I started toying with the idea of how ‘things where better when’ … when we weren’t in line with God’s plan for our life… is that what I was thinking? Oh brother I am acting like the people of God when they got feed up and wanted to go back to Egypt! I honestly know there is no going back for me but… …

Thankfully the Lord never leaves me to my human conditions devices. Yesterday a speaker at a study I attended reminded me of Davids years of hiding from Saul and waiting for the kingdom he was already given by God. Those supposed wasted years where years of great learning. Our Lord is really good at giving us times to adjust, learn and grow into what is to come.

If I think about it really hard and stop being so worked up about what is ahead I realize we are growing here. When I stop thinking about the past with rose colored glasses I can see the good going on in the now.

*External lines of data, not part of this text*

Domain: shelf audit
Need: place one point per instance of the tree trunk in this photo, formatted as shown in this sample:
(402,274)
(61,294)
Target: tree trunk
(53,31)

I so appreciate the artistic minds, blessed by Christ, that turn these human experiences into word and song! It is no coincidence that these songs find me when I need to hear them… today the Spirit of the Lord lead me to a Sara Groves song. Click on the below link to read the whole thing.

Again it is time to get along with the truth and kick out the mood. And so I wait on the Lords timing.

TTFN

Music Takes You Back

Feel free to click on the link to my husbands music page, it is on the side bar of my blog. He just recently remastered his two posted songs and the lullaby he wrote for our fourth child gets me every time. I find it so romantic that my man would put his artistic nature to work on something for me and my baby.

Just recently, with Baby Boy turning two, I have been struggling with missing my babies. I imagine them so warm and small in my arms again… I think about how soft and delicate they all where… That song is a bitter sweet blessing, sometimes feeling like to much to listen to. The lullaby brings me right back, in the blink of an eye, in the amount of time it takes to play and hear the first few notes, to when we brought our boy home and to that time when my man began composing the piece. It soothed our baby boy so much and even now it is helping to sooth me by gifting me with an easy passage back to memories of my babies.